In arrivo altri 4 centri commerciali

26 Maggio 2016

Gli insediamenti dovevano essere otto a Sambuceto. Il M5s: stop allo scempio

SAN GIOVANNI TEATINO. Arrivano quattro nuovi centri commerciali a Sambuceto, regno dello shopping in Abruzzo. Degli otto nuovi punti vendita della grande distribuzione previsti dal precedente piano di assetto commerciale (Pac) del Comune, ne sono stati cancellati quattro. Il taglio delle superfici commerciali è stato praticato a favore del verde e dei servizi.

Nel nuovo Pac, le aree verdi aumentano da 23 a 33mila metri. Con i 2 milioni 300mila euro incassati dalla società Idg ai tempi dell'ampliamento del Centro d'Abruzzo, il Comune farà un parcheggio accanto a Obi e sistemerà le strade. «Lasciamo un bel patrimonio alla città» dice l'assessore Alessandro Feragalli, che non si è ricandidato, «il nuovo Pac darà nuovo e reale sviluppo. Solo 4 nuovi grandi insediamenti, la metà di quelli previsti in passato, minore impatto su via Po e migliore integrazione con le abitazioni vicine».

«Il nostro Pac» rileva il sindaco Marinucci «si distingue dal precedente, introduce la riqualificazione di via Po con verde e mobilità».

«Si è cercato di creare la massima integrazione tra tessuto commerciale e pubblico/residenziale» chiude il delegato al Commercio, Roberto Ferraioli, «ora ci aspettiamo che anche i grandi insediamenti produttivi siano protagonisti e propositivi non solo nel miglioramento economico di San Giovani, in termini di occupazione, ma anche per iniziative sociali e culturali».

Non piace il Pac al M5s, che avrebbe voluto la cancellazione totale dei centri commerciali.
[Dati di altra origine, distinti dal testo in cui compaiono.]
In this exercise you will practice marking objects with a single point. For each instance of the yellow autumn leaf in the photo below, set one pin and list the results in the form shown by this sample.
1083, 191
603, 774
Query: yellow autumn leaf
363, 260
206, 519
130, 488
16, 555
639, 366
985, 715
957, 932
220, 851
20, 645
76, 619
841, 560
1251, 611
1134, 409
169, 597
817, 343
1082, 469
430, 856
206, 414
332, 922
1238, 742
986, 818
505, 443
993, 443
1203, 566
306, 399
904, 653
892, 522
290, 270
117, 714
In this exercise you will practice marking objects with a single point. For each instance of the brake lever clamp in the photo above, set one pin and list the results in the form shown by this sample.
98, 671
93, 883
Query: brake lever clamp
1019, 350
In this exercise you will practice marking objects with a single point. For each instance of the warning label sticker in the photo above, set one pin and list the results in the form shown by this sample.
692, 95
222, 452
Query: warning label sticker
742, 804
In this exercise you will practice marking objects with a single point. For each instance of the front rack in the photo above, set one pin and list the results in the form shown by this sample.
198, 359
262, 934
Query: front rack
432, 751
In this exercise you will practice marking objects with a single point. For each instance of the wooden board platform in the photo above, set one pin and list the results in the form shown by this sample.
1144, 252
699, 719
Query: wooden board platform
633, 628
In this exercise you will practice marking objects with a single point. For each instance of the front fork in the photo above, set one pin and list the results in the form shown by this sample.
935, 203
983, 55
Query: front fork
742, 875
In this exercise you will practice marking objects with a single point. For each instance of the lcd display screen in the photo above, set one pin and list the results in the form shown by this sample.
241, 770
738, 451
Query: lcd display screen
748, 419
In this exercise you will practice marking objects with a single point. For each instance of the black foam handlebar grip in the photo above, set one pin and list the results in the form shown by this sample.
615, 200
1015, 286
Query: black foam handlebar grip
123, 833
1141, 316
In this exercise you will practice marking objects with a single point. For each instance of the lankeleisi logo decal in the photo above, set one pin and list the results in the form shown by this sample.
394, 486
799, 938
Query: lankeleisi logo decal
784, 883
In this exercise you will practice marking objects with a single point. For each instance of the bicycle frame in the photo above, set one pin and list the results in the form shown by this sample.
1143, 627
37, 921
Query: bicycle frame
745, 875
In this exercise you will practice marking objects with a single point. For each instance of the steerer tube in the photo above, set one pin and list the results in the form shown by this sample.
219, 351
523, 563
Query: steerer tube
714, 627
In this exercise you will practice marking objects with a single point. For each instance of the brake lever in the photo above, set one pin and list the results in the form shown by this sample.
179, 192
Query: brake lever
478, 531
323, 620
Il candidato sindaco dei grillini, Mario Cutrupi, così commenta: «In cambio di un parco, l'amministrazione ha autorizzato altri 4 centri commerciali, proseguendo lo scempio urbanistico in via Po, già devastata da grandi strutture che dal nostro territorio hanno solo preso, senza mai dare nulla. Con il Pac, non verrà realizzato niente di nuovo rispetto a chi ha preceduto questa maggioranza. San Giovanni avrebbe bisogno di fermare il proliferare dei centri commerciali, senza dare più autorizzazioni a chi le chiede al Comune senza curarsi di questa città. Quattro centri invece di otto non è una cosa di cui vantarsi, è in ogni caso una sconfitta per i residenti». (g.d.l.)